A blast of chilly Arctic air is expected to trigger extra demand for heating and electricity in Northern Europe.
Across the European Union, official data showed that gas storage levels were at an estimated 48.5pc on Tuesday – the lowest level for this time of year since 2022, when Russia's invasion of Ukraine triggered a supply crunch.
Germany, which has the biggest reserves of any country, was down to 49pc, compared to 72pc at the same point in 2024.
Among the lowest on Tuesday were Belgium, where reserves stood at 36pc, the Netherlands at 33pc and Croatia and France both at about 30pc.
While many analysts believe that these storage levels will be enough for Europe to weather the rest of the heating season, companies are under pressure to refill the tanks ahead of next winter.

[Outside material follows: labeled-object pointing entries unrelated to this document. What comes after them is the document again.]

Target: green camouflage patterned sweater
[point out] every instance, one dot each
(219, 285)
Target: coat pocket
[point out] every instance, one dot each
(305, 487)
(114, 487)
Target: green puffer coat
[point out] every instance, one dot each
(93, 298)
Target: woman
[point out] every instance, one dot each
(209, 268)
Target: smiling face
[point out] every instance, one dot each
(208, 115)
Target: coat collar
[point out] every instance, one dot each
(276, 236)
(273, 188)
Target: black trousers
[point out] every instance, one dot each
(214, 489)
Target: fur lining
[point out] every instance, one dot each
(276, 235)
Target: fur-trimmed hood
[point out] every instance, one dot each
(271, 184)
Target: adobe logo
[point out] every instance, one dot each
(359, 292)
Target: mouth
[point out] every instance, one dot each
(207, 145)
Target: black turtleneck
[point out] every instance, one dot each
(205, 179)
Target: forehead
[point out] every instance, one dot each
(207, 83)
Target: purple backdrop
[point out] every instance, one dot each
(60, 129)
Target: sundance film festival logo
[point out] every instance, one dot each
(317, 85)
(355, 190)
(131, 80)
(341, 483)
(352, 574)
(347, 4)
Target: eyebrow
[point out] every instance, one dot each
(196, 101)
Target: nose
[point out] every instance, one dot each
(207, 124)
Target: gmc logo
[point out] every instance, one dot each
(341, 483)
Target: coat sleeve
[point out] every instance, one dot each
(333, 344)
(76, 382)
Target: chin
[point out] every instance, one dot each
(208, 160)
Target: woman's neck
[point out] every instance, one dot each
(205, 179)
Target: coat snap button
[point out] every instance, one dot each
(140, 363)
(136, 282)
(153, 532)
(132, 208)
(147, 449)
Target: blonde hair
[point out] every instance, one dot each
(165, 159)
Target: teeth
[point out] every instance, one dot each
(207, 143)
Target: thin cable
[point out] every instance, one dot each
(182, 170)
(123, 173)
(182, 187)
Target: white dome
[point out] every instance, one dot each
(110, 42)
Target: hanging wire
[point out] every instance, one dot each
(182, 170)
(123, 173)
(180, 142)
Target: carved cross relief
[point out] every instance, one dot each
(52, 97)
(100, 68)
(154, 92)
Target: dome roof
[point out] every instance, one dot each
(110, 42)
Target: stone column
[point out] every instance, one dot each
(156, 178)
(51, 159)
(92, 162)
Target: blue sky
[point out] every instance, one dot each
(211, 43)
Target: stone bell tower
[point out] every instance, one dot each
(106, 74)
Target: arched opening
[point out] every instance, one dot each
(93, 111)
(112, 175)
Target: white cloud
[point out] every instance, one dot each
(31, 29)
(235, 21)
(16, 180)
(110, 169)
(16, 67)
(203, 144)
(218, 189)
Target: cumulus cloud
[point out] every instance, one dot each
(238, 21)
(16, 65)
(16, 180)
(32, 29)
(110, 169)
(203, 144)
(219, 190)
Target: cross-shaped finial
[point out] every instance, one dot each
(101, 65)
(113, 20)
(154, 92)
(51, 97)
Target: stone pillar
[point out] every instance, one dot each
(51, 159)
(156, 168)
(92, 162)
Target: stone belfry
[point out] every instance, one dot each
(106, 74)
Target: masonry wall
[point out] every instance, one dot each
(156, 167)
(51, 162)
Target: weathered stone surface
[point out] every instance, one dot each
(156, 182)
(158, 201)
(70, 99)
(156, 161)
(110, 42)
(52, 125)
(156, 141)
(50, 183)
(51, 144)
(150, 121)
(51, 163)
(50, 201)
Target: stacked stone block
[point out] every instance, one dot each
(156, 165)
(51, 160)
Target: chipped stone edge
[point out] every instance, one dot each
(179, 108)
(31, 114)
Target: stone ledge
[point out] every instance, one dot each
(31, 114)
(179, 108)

Under EU laws passed in 2022, utilities must fill up storage facilities to at least 90pc capacity by the beginning of November each year. There are also intermediary targets that companies must hit for February, May, July and September.
Traders typically stockpile gas during the warmer months in preparation for the winter as prices tend to be lower.
This year, utilities have more ground to make up as they replenish their gas stockpiles. This is because the colder temperatures this winter than in 2022 and 2023 have left storage levels lower than before.
So-called 'dunkelflaute' periods of calm weather have also sent output from wind and solar farms plunging.
At the same time, there are fears that Europe may have to compete with Asia for supplies of liquefied natural gas (LNG) as countries in the east stock up in anticipation of a hot summer and high demand for air conditioning.
That has helped to push up the European benchmark gas price. This week, it reached a two year high.
In the past year, the price has steadily increased from around €25 (£21) per megawatt hour to about €57 per megawatt hour on Tuesday.
These high prices have made utilities reluctant to refill their facilities so far, prompting countries such as Germany to consider providing extra incentives – an idea some have blamed for stoking prices further.
On Tuesday, BNP Paribas argued the surges in the gas price 'look unjustified'.
Aldo Spanjer, a Bank analyst, said in a note to clients: 'Looking at actual gas stocks, and comparing them against an average that excludes the outlier winters of the last two years, leads us to conclude we are in an average winter, pure and simple.'
Assuming a more normal summer in 2025, he predicted Asian demand for air conditioning would be lower than last year and this would free up LNG cargoes to go to Europe.
'We forecast Europe to not only get more LNG but also get it cheaper than is currently assumed,' Mr Spanjer added.
He predicted the market 'would eventually settle down' but that prices would remain high for at least as long as traders were spooked by the prospect of further cold weather.
Next week, temperatures in the UK and the rest of Northern Europe are forecast to plunge below zero, with freezing winds set to hit.
In Norway, where some of the lowest temperatures are expected, the mercury in Oslo is expected to drop to -9C, which is around 6C colder than the seasonal average.
In Berlin, meanwhile, temperatures could drop to -7C on Monday, nearly 5C lower than normal.